Meanwhile, Garrosh et al are eating.

FARANELL:  Did you bring any mustard?

GARROSH:  Yeah, you need spicy brown or yellow?

FARANELL:  Spicy.

GARROSH:  Here you go.

FARANELL:  Thanks.

TIRION:  Nevertheless, Alexandros rightly foresaw the threat the Scourge would pose to our world, and called upon we Knights of the Silver Hand to gather in secret in the town of Southshore in order that we might lay plans to defend our homelands.  I journeyed to Hillsbrad with two of my closest allies – Brigitte Abbendis, daughter of the High General, and Isilien, both of whom, sadly, would one day turn their backs upon our cause in order, like my own son Talaen, to embrace the madness of the Scarlett Crusade.  Alas, it seems that madness would consume many in the aftermath of the Scourge’s invasion, and the outbreak of the plague that would leave a kingdom in ruin.  Even my dear uncle Lucius, a longtime resident of the rural outskirts of old Andorhal, would find his grip on reality slipping in his later years, admittedly by no connection to the Scourge invasion – so far as we know.  But indeed, in his later days he found himself immured in the fantasy that he was, in fact, the late Llane Wrynn – hardly late in his eyes, of course – the dear fallen king of Stormwind, and father of its current ruler, King Varian.  His wife my aunt and several of my cousins would attempt to appeal to whatever reason might still have lingered beneath the delusions, but to no avail: the dementia had taken hold far too deeply, and Uncle Lucius would spend his days allowing his delusion to lead him off on one misadventure after another, until he finally settled into the final stage of his madness, sparked by blue paint and a spatula.  But I fear I digress, gentlemen, and far be it from me to waste all of our precious time on capricious reminiscence.

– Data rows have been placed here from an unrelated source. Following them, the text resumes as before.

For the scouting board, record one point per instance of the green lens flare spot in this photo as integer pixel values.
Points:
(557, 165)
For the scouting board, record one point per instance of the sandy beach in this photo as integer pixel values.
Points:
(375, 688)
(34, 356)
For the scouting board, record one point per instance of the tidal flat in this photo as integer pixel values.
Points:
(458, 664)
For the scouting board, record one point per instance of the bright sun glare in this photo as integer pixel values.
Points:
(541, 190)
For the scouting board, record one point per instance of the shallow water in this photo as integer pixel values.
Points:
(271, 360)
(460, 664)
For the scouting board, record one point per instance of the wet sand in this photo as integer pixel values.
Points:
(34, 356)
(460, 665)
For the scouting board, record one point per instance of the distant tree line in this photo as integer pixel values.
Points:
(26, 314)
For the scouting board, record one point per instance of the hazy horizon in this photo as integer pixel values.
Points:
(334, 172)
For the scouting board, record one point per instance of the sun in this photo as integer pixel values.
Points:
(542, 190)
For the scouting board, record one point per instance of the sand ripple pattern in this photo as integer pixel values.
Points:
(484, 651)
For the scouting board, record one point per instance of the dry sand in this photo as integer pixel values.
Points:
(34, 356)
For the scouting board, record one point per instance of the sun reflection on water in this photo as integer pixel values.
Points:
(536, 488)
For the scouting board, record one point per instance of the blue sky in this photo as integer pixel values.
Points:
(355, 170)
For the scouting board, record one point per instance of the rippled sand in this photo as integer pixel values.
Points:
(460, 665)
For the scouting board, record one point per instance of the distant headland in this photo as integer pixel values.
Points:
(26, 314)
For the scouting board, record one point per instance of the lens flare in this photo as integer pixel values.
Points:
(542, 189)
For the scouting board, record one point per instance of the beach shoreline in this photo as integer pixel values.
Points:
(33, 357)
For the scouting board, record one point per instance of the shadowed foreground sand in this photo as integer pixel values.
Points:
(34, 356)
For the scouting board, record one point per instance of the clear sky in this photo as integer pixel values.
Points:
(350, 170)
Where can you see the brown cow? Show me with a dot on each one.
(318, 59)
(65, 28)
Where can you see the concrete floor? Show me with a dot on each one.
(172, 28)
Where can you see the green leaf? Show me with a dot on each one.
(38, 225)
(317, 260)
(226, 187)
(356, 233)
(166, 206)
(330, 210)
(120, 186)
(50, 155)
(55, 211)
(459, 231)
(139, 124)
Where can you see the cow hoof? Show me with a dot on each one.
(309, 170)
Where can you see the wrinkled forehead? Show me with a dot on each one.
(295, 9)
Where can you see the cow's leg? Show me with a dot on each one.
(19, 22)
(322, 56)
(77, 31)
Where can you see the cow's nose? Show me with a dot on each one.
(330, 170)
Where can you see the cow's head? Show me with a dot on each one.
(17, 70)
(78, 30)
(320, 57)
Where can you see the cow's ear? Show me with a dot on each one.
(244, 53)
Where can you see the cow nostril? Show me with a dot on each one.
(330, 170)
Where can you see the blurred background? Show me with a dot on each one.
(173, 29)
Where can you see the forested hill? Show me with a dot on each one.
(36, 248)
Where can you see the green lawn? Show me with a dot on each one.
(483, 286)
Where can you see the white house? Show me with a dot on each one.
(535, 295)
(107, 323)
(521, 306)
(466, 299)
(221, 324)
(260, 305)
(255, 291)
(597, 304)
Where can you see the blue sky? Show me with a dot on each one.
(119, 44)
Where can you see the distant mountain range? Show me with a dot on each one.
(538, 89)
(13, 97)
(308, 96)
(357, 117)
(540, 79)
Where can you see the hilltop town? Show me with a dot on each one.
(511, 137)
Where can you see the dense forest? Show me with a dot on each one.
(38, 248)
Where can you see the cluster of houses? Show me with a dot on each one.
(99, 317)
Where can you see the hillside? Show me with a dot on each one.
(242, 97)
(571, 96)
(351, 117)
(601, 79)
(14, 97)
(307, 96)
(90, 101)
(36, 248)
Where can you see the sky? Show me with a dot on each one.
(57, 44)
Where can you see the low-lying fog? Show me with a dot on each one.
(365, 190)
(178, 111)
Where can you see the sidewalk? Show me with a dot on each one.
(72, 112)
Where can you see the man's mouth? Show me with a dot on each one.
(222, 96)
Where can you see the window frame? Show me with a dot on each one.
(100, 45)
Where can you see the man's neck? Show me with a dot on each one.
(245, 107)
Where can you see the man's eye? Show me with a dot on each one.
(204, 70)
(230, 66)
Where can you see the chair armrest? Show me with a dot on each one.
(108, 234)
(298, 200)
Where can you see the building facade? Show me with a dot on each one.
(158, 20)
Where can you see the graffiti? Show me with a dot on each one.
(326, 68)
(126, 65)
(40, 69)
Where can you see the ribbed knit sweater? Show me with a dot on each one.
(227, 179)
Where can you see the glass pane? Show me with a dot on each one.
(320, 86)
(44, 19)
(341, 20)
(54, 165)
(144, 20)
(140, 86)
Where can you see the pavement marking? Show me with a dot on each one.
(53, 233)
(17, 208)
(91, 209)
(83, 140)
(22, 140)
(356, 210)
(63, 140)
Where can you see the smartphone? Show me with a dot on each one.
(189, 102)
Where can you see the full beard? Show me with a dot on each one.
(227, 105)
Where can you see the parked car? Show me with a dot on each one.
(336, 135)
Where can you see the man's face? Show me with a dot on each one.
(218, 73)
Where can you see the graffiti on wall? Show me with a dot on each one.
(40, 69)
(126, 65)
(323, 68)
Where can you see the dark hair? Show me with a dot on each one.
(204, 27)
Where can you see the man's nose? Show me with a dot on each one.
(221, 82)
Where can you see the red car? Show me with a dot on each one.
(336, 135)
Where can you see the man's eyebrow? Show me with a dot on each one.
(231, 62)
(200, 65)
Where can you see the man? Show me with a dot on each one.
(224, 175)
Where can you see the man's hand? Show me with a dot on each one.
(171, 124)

Everyone continues eating as a moment of silence passes.

GARROSH:  <looking up, surprised>  Oh.  You were done?

TIRION:  <blinks, surprised>  Warchief Hellscream?

GARROSH:  Um, yeah, okay, I guess I must have zoned out there for a minute.

FARANELL:  I think there was something in there about a meeting in Southshore.

MOKVAR:  <skimming back over notes>  Yeah, I have him down for a meeting about ten years ago, with Alexandros Mograine, Isilien, and Abbendis.

GARROSH:  Man, you really are committed to the job, Mokvar.  Props.

MOKVAR:  Eh, beats being unemployed.

GARROSH:  Okay, so for one thing, was that it for that meeting, or were there any other people there that we should know about?

TIRION:  Those were the principals from my perspective, Warchief; Alexandros having called the meeting, and Isilien and Abbendis having accompanied me in my journey to Southshore.  If memory serves, the Highlord’s lieutenants Fairbanks and Arcanist Doan were present as well.

FARANELL:  Whew.  Things didn’t exactly end well for a single one of those people.  Not liking your odds there, Tirion.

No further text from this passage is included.